The Impact of Depth on Compositional Generalization in Transformer Language Models (2310.19956v2)

Published 30 Oct 2023 in cs.CL

Abstract: To process novel sentences, LLMs (LMs) must generalize compositionally -- combine familiar elements in new ways. What aspects of a model's structure promote compositional generalization? Focusing on transformers, we test the hypothesis, motivated by theoretical and empirical work, that deeper transformers generalize more compositionally. Simply adding layers increases the total number of parameters; to address this confound between depth and size, we construct three classes of models which trade off depth for width such that the total number of parameters is kept constant (41M, 134M and 374M parameters). We pretrain all models as LMs and fine-tune them on tasks that test for compositional generalization. We report three main conclusions: (1) after fine-tuning, deeper models generalize more compositionally than shallower models do, but the benefit of additional layers diminishes rapidly; (2) within each family, deeper models show better LLMing performance, but returns are similarly diminishing; (3) the benefits of depth for compositional generalization cannot be attributed solely to better performance on LLMing. Because model latency is approximately linear in the number of layers, these results lead us to the recommendation that, with a given total parameter budget, transformers can be made shallower than is typical without sacrificing performance.

PDF Abstract

The Impact of Depth and Width on Transformer LLM Generalization

The paper "The Impact of Depth and Width on Transformer LLM Generalization" provides an in-depth exploration into how the architectural choices in transformer models, particularly focusing on layer depth and width, influence the models' ability to generalize, especially in compositional tasks. This research is built on the premise that compositional generalization—the ability to recombine known components in novel ways—is essential for transformers when encountering new sentences. Prior studies have indicated a potential relationship between model depth and improved generalization. This paper systematically disentangles depth from overall parameter count to isolate its effect.

Main Findings

Depth and LLMing Performance: The paper finds a clear correlation between increased model depth and enhanced LLMing performance. However, the marginal gains from adding more layers reduce significantly as the model becomes deeper. In the context of maintaining a constant parameter count, depth positively influences perplexity; however, when the feed-forward dimension becomes insufficient, adding layers detrimentally impacts performance.
Compositional Generalization: Deeper transformer models demonstrate superior generalization in compositional tasks compared to shallower counterparts. Like in LLMing, the benefit of additional layers diminishes after a certain threshold, beyond which saturation occurs. This pattern is consistent across different parameter scales (41M, 134M, and 374M).
Depth's Independent Contribution: The paper challenges the notion that depth improves generalization solely through better LLMing or in-distribution performance. The authors control for these variables, establishing that the benefits of depth stand independently of the correlated pretraining perplexity or fine-tuning loss.

Methodological Approach

The researchers tackle the intrinsic confounding between model depth and parameter count by designing model classes with a constant total number of parameters, varying depth at the expense of width. They implement these variations across three size classes (41M, 134M, and 374M parameters). This experimental setup allows a meticulous examination of depth-specific effects on model generalization.

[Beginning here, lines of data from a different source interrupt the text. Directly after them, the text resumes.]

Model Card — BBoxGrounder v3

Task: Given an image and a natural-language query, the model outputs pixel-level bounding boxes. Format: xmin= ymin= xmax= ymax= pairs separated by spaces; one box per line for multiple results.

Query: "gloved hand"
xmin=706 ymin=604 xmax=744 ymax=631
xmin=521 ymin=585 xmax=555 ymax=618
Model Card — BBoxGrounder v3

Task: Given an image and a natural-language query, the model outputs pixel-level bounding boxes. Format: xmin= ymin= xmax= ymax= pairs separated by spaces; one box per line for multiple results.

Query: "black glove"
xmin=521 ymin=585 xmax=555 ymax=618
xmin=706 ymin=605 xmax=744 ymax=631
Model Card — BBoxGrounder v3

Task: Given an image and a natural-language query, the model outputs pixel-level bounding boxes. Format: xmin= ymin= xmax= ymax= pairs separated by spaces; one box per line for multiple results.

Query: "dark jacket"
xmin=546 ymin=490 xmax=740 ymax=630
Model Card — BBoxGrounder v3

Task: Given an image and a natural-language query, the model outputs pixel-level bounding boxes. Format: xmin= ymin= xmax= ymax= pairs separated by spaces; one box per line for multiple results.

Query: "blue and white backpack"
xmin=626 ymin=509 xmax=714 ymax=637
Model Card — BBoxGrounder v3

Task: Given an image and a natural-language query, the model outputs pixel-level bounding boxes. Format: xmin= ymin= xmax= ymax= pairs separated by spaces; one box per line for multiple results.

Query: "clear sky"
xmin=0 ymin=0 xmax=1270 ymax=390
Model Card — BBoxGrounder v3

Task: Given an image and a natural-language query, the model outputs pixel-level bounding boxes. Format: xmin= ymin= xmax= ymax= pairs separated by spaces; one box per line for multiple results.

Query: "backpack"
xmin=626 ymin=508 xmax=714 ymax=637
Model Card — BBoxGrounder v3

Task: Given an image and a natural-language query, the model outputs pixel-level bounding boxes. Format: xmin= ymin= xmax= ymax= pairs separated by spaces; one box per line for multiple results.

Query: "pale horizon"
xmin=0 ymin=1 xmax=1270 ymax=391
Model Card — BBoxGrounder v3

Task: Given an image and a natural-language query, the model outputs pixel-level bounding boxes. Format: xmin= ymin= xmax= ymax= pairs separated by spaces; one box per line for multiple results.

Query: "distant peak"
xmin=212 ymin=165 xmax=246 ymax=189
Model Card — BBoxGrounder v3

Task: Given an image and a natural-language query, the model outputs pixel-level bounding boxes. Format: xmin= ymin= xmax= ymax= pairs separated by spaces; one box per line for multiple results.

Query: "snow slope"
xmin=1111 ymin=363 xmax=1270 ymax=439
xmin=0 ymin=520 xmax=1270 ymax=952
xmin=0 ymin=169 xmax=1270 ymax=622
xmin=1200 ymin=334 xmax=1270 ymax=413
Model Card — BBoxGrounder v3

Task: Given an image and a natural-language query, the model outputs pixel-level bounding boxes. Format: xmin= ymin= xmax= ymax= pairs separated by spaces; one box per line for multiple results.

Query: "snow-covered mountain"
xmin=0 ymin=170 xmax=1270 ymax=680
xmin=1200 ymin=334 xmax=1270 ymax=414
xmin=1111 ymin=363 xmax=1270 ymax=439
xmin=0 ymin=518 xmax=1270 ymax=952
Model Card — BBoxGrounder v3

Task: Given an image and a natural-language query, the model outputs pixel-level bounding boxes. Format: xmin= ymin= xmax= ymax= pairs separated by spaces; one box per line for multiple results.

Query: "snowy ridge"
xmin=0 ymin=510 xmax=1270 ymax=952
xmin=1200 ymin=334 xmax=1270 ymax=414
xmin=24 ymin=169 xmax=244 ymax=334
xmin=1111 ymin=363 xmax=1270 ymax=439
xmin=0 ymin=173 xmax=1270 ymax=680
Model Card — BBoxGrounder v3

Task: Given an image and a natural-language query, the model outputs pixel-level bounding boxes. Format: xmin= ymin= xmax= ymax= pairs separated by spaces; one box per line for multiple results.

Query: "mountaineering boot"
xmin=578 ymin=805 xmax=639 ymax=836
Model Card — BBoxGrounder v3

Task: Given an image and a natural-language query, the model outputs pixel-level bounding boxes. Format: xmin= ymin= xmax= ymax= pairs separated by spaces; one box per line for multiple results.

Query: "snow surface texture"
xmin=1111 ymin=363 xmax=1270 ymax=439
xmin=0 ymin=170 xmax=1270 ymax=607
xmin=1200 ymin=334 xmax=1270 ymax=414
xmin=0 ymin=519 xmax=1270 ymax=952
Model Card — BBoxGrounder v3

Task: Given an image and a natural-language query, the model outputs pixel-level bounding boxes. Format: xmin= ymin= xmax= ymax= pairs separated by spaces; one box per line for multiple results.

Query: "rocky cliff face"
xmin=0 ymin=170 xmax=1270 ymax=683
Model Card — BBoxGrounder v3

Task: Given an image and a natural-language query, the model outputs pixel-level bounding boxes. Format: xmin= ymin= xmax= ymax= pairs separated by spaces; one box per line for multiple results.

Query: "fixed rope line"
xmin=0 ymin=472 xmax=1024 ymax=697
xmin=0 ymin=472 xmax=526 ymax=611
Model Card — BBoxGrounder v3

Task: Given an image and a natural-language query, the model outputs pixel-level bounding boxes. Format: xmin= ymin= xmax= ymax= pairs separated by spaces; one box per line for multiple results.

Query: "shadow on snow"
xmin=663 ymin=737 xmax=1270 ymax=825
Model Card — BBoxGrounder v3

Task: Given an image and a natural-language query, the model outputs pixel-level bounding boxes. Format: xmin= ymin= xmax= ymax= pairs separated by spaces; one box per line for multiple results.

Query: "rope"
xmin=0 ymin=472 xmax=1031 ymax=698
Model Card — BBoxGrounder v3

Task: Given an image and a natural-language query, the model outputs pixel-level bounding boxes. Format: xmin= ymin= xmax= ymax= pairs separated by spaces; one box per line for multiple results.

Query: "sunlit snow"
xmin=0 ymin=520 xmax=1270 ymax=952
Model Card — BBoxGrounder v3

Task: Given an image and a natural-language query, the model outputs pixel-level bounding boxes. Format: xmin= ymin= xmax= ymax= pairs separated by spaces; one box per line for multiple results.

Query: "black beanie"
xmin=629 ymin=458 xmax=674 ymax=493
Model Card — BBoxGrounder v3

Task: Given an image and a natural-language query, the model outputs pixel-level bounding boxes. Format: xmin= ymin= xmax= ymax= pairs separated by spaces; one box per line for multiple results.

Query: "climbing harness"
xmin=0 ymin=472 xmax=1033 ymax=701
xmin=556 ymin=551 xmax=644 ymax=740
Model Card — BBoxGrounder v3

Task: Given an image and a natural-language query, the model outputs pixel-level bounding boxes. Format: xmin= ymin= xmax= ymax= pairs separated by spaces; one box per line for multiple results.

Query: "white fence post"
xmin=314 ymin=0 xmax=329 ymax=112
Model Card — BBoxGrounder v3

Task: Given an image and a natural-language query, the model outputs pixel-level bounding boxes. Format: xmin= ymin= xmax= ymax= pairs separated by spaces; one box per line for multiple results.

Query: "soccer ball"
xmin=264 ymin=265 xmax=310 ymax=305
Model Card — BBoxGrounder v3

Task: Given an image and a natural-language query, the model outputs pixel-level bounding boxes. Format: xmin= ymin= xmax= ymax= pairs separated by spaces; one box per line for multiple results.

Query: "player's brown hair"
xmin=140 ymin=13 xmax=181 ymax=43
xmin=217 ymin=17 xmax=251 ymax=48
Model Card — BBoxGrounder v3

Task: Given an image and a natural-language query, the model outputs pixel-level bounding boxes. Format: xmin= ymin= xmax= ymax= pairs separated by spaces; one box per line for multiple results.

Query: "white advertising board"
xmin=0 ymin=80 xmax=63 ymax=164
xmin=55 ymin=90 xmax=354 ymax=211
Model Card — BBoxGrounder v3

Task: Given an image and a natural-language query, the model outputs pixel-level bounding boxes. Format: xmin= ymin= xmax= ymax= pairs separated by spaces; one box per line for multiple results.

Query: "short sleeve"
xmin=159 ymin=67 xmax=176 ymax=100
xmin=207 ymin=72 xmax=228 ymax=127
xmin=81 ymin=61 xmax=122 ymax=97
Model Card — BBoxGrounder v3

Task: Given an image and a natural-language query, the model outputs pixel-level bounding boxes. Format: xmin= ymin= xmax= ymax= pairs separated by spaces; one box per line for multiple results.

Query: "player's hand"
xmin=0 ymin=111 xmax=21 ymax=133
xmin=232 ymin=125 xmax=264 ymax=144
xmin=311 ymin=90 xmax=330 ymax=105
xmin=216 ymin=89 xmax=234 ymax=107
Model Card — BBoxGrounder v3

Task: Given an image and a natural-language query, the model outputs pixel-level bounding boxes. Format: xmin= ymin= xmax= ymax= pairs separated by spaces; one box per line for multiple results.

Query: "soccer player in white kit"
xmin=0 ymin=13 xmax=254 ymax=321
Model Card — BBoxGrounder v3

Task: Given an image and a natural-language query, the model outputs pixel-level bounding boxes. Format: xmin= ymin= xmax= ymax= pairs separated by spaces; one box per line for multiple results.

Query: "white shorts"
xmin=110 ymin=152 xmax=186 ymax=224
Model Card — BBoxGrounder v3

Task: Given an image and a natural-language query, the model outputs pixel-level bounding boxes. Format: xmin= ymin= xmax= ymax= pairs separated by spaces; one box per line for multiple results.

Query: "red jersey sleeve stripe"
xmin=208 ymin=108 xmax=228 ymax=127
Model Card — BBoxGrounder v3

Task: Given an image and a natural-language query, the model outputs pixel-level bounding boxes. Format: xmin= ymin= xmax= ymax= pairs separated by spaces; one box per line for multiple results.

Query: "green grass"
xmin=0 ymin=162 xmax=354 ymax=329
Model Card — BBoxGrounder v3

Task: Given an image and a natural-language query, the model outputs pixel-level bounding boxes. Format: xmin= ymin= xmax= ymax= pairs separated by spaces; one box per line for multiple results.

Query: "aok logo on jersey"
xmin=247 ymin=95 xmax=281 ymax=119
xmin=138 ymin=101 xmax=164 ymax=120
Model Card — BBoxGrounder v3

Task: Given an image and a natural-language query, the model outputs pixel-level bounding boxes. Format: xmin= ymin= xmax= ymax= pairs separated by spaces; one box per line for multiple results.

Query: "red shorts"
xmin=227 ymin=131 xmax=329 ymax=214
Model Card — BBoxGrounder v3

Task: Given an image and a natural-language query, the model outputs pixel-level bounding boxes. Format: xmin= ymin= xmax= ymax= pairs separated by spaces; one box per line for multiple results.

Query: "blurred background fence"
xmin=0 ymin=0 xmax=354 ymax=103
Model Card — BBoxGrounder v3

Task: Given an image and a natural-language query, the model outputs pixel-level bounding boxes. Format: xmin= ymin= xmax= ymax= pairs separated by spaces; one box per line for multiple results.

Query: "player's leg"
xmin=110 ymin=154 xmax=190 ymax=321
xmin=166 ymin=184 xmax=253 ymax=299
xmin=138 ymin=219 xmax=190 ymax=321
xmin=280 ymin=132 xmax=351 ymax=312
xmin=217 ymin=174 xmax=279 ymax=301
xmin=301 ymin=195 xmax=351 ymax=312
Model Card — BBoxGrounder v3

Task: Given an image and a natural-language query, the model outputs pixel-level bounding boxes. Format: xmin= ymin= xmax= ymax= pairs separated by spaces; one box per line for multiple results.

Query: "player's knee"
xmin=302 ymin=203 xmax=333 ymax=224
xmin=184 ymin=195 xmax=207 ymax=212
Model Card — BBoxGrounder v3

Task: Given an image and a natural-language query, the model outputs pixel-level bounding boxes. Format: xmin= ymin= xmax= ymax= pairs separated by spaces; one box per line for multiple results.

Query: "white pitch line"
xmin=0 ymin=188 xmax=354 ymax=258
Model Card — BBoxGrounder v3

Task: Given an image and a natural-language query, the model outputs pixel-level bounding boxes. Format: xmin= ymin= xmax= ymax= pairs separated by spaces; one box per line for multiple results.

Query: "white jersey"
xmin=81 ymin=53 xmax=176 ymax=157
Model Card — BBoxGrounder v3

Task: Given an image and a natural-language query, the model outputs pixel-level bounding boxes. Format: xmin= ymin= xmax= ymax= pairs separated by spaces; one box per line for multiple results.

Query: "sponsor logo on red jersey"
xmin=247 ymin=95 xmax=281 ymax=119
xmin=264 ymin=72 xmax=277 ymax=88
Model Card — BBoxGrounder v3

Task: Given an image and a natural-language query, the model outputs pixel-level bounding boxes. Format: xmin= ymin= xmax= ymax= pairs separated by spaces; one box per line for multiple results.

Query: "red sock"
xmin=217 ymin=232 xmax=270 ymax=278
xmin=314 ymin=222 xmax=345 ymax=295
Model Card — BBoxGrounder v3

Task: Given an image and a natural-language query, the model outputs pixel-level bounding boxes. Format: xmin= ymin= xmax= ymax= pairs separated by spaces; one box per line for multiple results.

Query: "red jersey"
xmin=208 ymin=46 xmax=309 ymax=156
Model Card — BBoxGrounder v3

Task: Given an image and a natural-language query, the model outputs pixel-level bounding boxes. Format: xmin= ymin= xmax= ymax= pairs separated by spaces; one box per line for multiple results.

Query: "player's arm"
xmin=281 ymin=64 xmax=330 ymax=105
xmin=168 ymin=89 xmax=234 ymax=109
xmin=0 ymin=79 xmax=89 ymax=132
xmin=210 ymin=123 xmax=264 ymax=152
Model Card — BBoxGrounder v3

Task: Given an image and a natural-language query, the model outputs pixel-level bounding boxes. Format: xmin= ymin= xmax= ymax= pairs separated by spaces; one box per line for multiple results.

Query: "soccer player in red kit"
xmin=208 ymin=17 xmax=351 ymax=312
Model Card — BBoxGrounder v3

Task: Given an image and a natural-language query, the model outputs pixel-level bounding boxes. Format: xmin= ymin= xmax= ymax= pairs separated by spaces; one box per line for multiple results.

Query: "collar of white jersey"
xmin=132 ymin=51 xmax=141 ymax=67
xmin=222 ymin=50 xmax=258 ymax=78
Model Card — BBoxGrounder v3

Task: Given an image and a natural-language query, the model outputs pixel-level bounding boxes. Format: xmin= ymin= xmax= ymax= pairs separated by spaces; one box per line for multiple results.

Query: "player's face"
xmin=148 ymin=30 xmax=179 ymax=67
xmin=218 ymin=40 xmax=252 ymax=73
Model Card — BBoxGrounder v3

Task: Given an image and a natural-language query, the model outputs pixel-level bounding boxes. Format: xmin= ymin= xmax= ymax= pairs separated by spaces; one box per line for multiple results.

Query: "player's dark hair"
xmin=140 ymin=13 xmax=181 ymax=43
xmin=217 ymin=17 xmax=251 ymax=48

Implications and Speculation

The implications of this paper are quite impactful for both theoretical understandings of neural network expressivity and practical approaches to model design. The finding that deeper models improve compositional generalization suggests that architectural choices in building transformer models should prioritize sufficient layer depth. However, as the returns diminish rapidly, an optimum balance between depth and width is crucial. The results also indicate that compositional generalization benefits are largely limited to lexical-type tasks, whereas structural challenges remain largely unmet by depth adjustments alone.

This paper invites future explorations into alternative strategies that may complement or augment depth, such as attention-based mechanisms, data augmentation techniques, or hybrid architectures that could bridge compositional weaknesses identified in tasks involving complex structural generalization. As AI research continues to advance towards increasingly complex and human-like processing tasks, understanding how architectural variations influence model behavior at a granular level becomes increasingly valuable.

In conclusion, while this paper reinforces the positive role of depth in transformer architectures, it also highlights the necessity of nuanced design choices. The trade-offs between depth and other structural aspects warrant careful consideration to optimize generalization capabilities, especially in expanding the horizon of LLMs to handle untapped linguistic compositions efficiently.